H-IIAロケット47号機打上げ主要制約条件(黄色マーカーは筆者によるもの)

 ロケットはこのあと、推進剤を抜き、いったん整備組立棟(VAB)に戻されることになります。

 新しい打ち上げ日は未定となっています。今後、気象条件のほか、整備組立棟に戻したあとのロケットや衛星の点検状況なども踏まえて決定されます。

 H-IIAが一度推進剤を充填したあとに打ち上げを中止した場合、再度打ち上げができるのは最短で3日後となります。これはいわゆる"中二日ルール"というもので、打ち上げのためには再度、関係各所への通達を行う必要があることや、ロケットの点検など技術的な制約、また関係者の休息などが必要であるためです。

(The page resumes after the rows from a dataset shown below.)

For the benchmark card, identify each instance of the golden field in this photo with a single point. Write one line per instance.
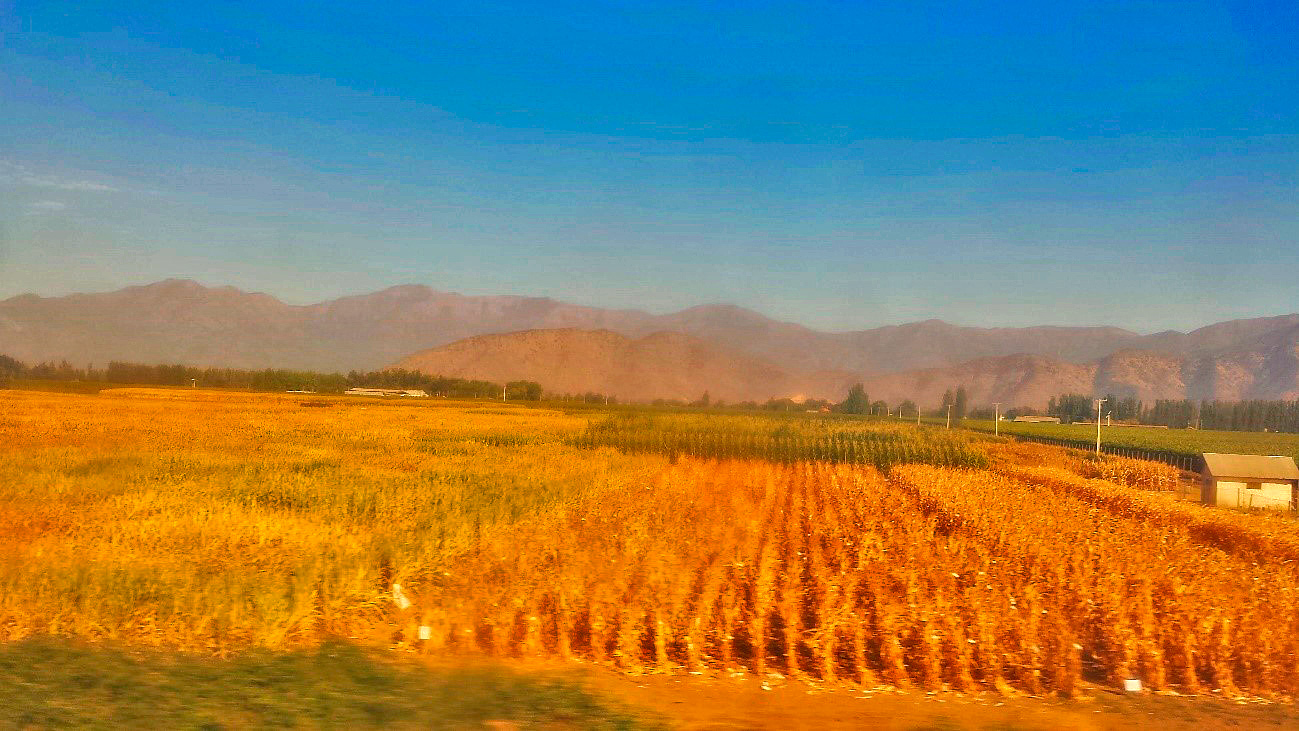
(225, 521)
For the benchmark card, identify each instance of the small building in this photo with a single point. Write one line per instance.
(415, 392)
(1250, 481)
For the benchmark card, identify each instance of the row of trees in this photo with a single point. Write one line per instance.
(1182, 413)
(265, 379)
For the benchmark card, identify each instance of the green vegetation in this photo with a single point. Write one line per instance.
(57, 684)
(1186, 442)
(761, 436)
(68, 378)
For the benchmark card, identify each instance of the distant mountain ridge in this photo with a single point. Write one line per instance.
(182, 321)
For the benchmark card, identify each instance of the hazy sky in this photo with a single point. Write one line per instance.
(837, 164)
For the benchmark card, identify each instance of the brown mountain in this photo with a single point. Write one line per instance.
(661, 365)
(1030, 381)
(181, 321)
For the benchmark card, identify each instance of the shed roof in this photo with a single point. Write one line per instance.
(1250, 466)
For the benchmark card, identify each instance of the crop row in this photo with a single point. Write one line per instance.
(928, 577)
(880, 448)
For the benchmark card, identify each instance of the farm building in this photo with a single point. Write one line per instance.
(1250, 481)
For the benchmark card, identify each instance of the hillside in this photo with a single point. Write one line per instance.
(751, 356)
(663, 365)
(182, 321)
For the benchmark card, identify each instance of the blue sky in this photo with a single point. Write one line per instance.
(837, 164)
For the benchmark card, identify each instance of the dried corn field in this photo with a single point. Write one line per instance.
(925, 577)
(221, 522)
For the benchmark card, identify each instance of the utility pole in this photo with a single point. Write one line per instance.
(1099, 401)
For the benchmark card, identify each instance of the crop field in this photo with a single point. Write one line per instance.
(1189, 442)
(835, 552)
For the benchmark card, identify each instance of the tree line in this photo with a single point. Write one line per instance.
(264, 379)
(1182, 413)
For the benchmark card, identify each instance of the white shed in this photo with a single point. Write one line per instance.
(1250, 481)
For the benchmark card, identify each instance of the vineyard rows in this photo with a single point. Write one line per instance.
(880, 448)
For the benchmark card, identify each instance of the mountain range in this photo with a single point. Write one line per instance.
(731, 352)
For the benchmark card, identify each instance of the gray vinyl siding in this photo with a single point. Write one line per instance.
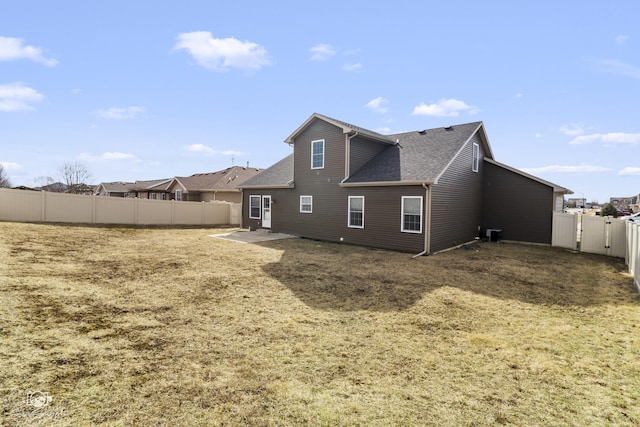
(456, 201)
(362, 151)
(519, 206)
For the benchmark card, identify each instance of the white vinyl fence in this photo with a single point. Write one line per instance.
(41, 206)
(600, 235)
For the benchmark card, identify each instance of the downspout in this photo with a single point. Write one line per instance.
(347, 156)
(427, 222)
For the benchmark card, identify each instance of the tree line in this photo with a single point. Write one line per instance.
(74, 177)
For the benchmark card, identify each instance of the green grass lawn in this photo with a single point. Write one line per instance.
(123, 326)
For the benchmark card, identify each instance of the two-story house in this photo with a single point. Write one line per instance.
(421, 192)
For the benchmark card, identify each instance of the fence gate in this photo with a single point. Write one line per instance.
(565, 230)
(603, 235)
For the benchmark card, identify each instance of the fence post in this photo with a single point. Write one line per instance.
(43, 206)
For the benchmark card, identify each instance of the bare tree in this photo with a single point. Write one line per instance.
(75, 176)
(4, 178)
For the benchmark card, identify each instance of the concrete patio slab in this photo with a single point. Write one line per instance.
(245, 236)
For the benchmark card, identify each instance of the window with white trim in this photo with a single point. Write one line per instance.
(306, 204)
(317, 154)
(254, 207)
(356, 211)
(411, 214)
(476, 157)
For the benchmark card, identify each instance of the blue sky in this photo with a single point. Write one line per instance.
(138, 90)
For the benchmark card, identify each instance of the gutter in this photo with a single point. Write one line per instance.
(427, 222)
(347, 157)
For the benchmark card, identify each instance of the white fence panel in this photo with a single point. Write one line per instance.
(32, 206)
(565, 230)
(59, 207)
(18, 205)
(593, 239)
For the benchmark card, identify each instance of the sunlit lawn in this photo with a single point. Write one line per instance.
(124, 326)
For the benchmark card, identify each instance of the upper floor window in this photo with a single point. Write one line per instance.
(254, 207)
(411, 214)
(317, 154)
(306, 204)
(356, 211)
(476, 157)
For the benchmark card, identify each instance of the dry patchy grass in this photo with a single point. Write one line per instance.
(127, 326)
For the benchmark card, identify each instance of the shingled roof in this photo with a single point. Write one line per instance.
(280, 175)
(419, 156)
(227, 179)
(411, 157)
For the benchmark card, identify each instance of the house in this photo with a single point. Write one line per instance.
(151, 189)
(421, 192)
(624, 203)
(204, 187)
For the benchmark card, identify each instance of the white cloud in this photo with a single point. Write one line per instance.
(564, 169)
(200, 148)
(613, 66)
(12, 48)
(630, 170)
(378, 105)
(621, 39)
(609, 138)
(444, 108)
(322, 52)
(223, 54)
(18, 97)
(11, 166)
(119, 113)
(353, 67)
(571, 129)
(107, 156)
(206, 150)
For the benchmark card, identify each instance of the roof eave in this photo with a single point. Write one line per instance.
(556, 188)
(386, 183)
(272, 186)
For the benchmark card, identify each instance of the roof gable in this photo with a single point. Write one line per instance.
(278, 175)
(222, 180)
(418, 157)
(556, 188)
(347, 128)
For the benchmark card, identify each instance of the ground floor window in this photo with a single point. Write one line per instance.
(356, 211)
(254, 207)
(306, 204)
(411, 214)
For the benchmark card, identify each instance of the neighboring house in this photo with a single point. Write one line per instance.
(624, 203)
(421, 192)
(204, 187)
(153, 189)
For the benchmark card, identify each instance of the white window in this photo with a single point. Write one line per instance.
(476, 157)
(306, 204)
(411, 214)
(356, 211)
(254, 207)
(317, 154)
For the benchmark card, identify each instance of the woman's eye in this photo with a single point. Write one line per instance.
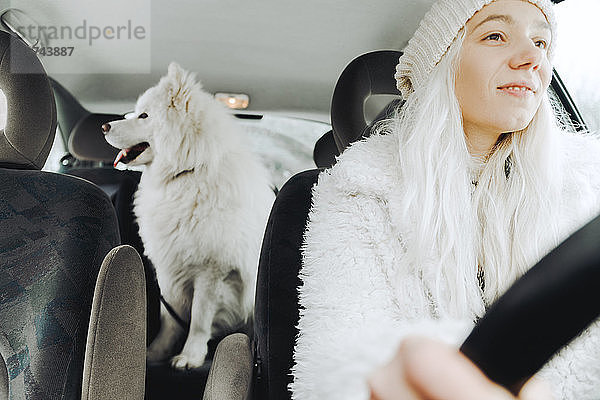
(496, 37)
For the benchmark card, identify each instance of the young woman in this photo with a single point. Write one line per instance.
(419, 228)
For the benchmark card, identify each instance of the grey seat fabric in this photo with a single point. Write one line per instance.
(55, 231)
(116, 352)
(230, 377)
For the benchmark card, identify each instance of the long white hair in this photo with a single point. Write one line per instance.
(481, 224)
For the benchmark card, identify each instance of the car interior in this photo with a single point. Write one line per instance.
(79, 301)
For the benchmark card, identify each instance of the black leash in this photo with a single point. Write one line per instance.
(185, 325)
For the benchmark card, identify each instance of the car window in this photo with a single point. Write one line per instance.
(577, 57)
(285, 144)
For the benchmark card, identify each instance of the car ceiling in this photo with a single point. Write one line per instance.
(286, 55)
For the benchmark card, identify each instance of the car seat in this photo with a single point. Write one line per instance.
(263, 370)
(72, 321)
(90, 157)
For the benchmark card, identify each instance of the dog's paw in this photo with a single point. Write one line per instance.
(183, 361)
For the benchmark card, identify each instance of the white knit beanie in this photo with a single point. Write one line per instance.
(436, 32)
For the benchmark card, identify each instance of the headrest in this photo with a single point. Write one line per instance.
(86, 141)
(369, 74)
(27, 138)
(81, 129)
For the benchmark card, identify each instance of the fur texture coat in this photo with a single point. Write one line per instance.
(359, 299)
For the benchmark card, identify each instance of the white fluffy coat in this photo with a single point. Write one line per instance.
(360, 297)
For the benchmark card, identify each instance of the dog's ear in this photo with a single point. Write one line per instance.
(175, 71)
(181, 84)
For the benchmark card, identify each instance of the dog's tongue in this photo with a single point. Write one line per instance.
(122, 154)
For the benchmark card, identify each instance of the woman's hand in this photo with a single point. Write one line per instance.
(424, 369)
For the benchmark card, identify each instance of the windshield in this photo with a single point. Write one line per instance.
(577, 56)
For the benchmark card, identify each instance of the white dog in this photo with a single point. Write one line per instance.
(202, 206)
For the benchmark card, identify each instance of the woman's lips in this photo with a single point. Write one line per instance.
(517, 90)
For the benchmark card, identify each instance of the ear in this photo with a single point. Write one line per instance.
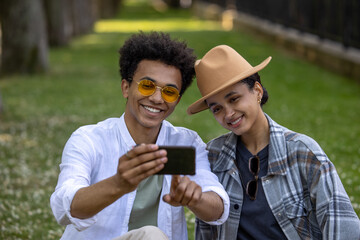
(125, 86)
(258, 89)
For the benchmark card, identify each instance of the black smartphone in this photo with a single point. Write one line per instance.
(181, 160)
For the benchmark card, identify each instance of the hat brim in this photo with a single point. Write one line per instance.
(200, 105)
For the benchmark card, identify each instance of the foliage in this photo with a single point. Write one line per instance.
(83, 87)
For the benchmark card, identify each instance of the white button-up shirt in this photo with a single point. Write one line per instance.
(91, 155)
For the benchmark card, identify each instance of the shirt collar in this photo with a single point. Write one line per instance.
(277, 151)
(129, 141)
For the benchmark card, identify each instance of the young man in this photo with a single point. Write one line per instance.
(107, 185)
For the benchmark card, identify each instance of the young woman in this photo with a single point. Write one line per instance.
(281, 184)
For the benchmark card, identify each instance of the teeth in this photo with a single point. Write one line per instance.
(152, 109)
(235, 122)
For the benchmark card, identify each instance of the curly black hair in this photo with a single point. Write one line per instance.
(250, 82)
(157, 46)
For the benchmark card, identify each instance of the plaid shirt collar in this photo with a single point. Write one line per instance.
(277, 151)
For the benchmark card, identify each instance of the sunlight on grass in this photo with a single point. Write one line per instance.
(155, 25)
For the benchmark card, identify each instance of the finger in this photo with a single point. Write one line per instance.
(147, 164)
(153, 169)
(179, 188)
(188, 193)
(196, 196)
(140, 149)
(141, 157)
(175, 180)
(167, 198)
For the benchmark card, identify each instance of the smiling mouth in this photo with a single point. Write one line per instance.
(236, 121)
(153, 110)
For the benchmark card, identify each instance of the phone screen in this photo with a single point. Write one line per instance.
(181, 160)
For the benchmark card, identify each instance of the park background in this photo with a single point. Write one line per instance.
(80, 84)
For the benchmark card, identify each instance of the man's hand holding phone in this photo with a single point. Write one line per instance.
(137, 164)
(183, 192)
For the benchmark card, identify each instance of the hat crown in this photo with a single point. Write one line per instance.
(220, 68)
(217, 67)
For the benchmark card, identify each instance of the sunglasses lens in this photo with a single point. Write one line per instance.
(146, 87)
(252, 189)
(170, 94)
(254, 163)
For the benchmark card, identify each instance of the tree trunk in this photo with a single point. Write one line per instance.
(107, 8)
(24, 38)
(59, 22)
(1, 106)
(83, 16)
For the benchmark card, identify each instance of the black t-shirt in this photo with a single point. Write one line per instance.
(256, 219)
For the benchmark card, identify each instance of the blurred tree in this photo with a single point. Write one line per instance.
(24, 37)
(1, 106)
(83, 15)
(173, 3)
(107, 8)
(59, 22)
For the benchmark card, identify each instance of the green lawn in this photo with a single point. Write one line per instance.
(83, 87)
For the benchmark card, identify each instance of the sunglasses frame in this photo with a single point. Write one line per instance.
(161, 90)
(256, 177)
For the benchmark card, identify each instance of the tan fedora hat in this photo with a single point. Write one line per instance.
(221, 67)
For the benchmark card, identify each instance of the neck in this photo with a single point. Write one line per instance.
(258, 137)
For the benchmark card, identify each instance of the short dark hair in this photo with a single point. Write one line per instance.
(250, 82)
(157, 46)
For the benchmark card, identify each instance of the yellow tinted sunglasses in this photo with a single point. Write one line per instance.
(168, 93)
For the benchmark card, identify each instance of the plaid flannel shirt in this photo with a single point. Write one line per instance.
(302, 188)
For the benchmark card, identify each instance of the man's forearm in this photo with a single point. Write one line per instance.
(210, 207)
(88, 201)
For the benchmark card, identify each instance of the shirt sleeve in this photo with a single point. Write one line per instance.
(75, 172)
(208, 180)
(334, 212)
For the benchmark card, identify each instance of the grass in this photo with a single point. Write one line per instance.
(83, 87)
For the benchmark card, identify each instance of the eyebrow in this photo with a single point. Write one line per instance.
(153, 80)
(226, 97)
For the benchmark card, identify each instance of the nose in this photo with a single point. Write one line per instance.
(156, 97)
(229, 112)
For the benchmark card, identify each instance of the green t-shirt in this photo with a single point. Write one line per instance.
(146, 203)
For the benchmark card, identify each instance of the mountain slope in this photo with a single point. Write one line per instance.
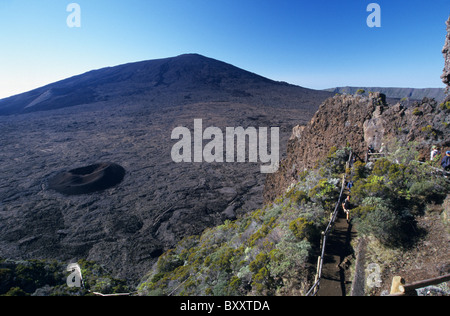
(128, 115)
(190, 76)
(396, 93)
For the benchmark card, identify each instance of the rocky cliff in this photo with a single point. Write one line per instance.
(359, 121)
(446, 51)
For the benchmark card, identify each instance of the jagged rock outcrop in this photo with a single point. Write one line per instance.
(359, 121)
(446, 51)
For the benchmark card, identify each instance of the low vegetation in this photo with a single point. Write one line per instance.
(272, 251)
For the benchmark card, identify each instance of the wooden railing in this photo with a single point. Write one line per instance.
(315, 288)
(399, 288)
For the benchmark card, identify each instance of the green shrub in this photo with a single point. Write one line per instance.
(417, 112)
(301, 228)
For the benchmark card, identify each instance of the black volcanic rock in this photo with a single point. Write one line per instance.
(446, 51)
(88, 179)
(126, 114)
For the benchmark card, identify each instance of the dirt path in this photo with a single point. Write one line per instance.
(335, 274)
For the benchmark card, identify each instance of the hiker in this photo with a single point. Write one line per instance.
(446, 161)
(434, 152)
(349, 186)
(370, 150)
(346, 206)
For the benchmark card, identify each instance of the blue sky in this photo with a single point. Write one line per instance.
(315, 44)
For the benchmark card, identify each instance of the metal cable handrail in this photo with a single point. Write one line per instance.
(315, 288)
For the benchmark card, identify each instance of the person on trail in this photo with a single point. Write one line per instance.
(349, 186)
(446, 161)
(370, 150)
(346, 206)
(434, 152)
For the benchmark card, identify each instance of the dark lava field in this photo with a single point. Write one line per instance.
(127, 117)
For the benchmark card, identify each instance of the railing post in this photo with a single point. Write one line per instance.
(397, 286)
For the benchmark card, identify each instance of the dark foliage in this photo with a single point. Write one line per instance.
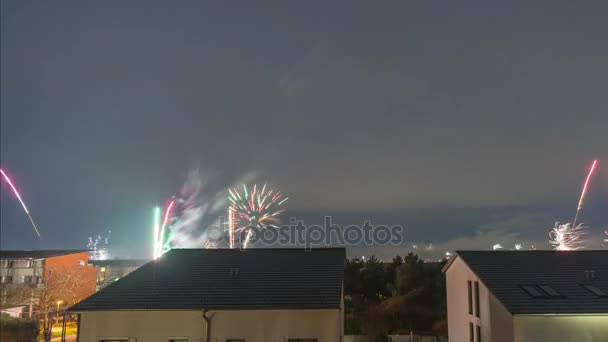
(15, 329)
(394, 298)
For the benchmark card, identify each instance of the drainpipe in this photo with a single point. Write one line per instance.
(208, 324)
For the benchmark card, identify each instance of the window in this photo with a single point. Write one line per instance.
(471, 332)
(550, 291)
(533, 291)
(470, 297)
(596, 291)
(477, 298)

 ただ、28日時点で、3日後(31日)の天候は悪く、さらに新しい台風や熱帯低気圧も発生しており、予断を許しません。

 打ち上げ予備期間は9月15日まで確保されており、それまでに打ち上げられなければ、再度打ち上げに必要な手続きをはじめ、ロケットに使われている消耗品、保証期間切れの部品の交換なども行う必要があり、打ち上げが数か月単位で延びる可能性があります。

 また、今回の打ち上げではとくに、搭載しているペイロードとの兼ね合いもあります。X線分光撮像衛星(XRISM)は観測機器を冷却するための冷凍機に液体ヘリウムを使っており、打ち上げの約10日前に冷凍機にて注入して冷やし続けています。打ち上げ予備期間内であれば冷凍機を動かし続けることで対応できるそうですが、もし長期間延びるようであれば継ぎ足しする必要があるかもしれないとのことです。

 また小型月着陸実証機(SLIM)は、月へ向かうためにエネルギーが少なくて済む特殊な軌道で飛行することから、打ち上げ可能な期間が限られており、この9月を逃すと、次は12月になるとのことです。

 天気が相手では延期は仕方がないことであり、なにより万全の状態で打ち上げることが第一ですが、一方で延期が続けばコストが嵩み、また関係者の疲労もたまり、さらに今後の打ち上げ計画にも影響を及ぼします。一日も早い天候回復を願うばかりです。